Palestinian student Murad Sgaier, a 25-year-old architecture major, said that while he was badly shaken by the tension while working downtown, he is at ease on campus where he lives in a dormitory.

“I felt bad because I was surrounded by extremists… but I feel like things are calming down; like things are going to go back to normal,” he said.

While Sgaier said he did not have many close Jewish friends at school, he added that the overwhelmingly liberal student body helped ease tensions on campus.

“At the school itself, most people are considered more leftist, so there is not a lot of animosity,” he said.

Asked what needs to be done to end the hostilities, Omar Abdelqader, a 24-year-old Palestinian photography major, said a political solution is the only answer.

“You need to end the occupation, obviously,” he said. “When you subjugate 6 million people to daily suffering, you experience racism on all levels.
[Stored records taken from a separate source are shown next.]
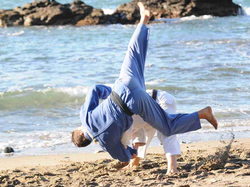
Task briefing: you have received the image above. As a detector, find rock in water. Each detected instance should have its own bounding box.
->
[3,147,15,153]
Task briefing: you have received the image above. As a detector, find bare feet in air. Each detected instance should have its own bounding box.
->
[137,2,152,25]
[198,106,218,129]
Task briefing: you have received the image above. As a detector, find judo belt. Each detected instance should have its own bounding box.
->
[110,91,134,116]
[152,89,157,101]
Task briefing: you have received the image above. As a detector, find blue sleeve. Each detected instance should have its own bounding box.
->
[107,142,137,162]
[82,85,112,112]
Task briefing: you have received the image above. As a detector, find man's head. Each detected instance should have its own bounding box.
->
[71,127,91,147]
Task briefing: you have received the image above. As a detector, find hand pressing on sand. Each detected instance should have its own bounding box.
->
[198,106,218,130]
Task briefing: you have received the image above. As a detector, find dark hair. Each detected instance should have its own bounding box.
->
[71,130,91,147]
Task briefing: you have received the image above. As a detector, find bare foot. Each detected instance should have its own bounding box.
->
[166,170,179,176]
[137,2,153,25]
[198,106,218,129]
[122,157,140,170]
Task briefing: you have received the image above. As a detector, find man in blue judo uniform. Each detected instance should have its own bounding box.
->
[72,2,218,162]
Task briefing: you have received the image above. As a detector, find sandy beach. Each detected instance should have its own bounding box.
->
[0,139,250,187]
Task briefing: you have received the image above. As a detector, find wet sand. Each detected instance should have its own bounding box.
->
[0,139,250,187]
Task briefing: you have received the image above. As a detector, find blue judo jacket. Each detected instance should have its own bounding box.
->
[80,85,137,162]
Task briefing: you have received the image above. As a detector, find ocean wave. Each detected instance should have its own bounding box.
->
[0,86,89,110]
[7,31,24,36]
[243,7,250,16]
[178,15,213,21]
[0,131,71,152]
[102,8,115,15]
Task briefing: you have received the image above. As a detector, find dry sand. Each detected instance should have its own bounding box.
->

The oppression becomes institutionalized, so you need to end it.”

Abdelqader, who grew up among many Jews in Herzliya, said the Israeli mentality is infused with anti-Arab sentiment.

“The racism is so instituted that it’s hard to get rid of it, and it surfaces every time there is an opportunity,” he said. “I know it’s there; it doesn’t matter how much you try to hide it.”

Still, Abdelqader said he has many Jewish friends.

“Of course I have Israeli friends because there are some sane people,” he said. “And I’m not talking about people who can ‘coexist’ with you, I’m talking about people who can ‘exist’ with you. I’m talking about human relationships.”

Abdelqader said it is a sense of profound desperation among Palestinians that has led to the current spike in violence.

“In the last three weeks, we’ve seen individuals going out doing what they’re doing knowing that they are going to be killed,” he said. “That gives you an indication of how oppressed they must be. And, of course, I’m not for people stabbing people in the street – I’m not for that at all. But you need to find the root of the problem.”

The Israeli government, Abdelqader contended, is only dealing with the “symptoms.”

“The only solutions they come up with are militaristic and policing, and it’s not working,” he said.

“We’ve got to find the cure for the disease itself.”

In the meantime, as Israeli students Ofek Zemach, 25, and Shachar Bar, 23, walked to class together, both said they feel completely safe at the university.

“There is a lot of security, but it doesn’t seem that people are looking at each other in a different way,” said Zemach.

“It is very safe here,” added Bar.

“If you go shopping or something in Jerusalem, you look around you, but not here.”

Bar said he lives on the same floor as five Arab students in the dormitory, all of whom he considers friends.

“We cook together, talk and I sit with them and smoke with them,” he said.

Still, Bar noted that there is one subject that is taboo.

“We don’t talk about politics,” he said.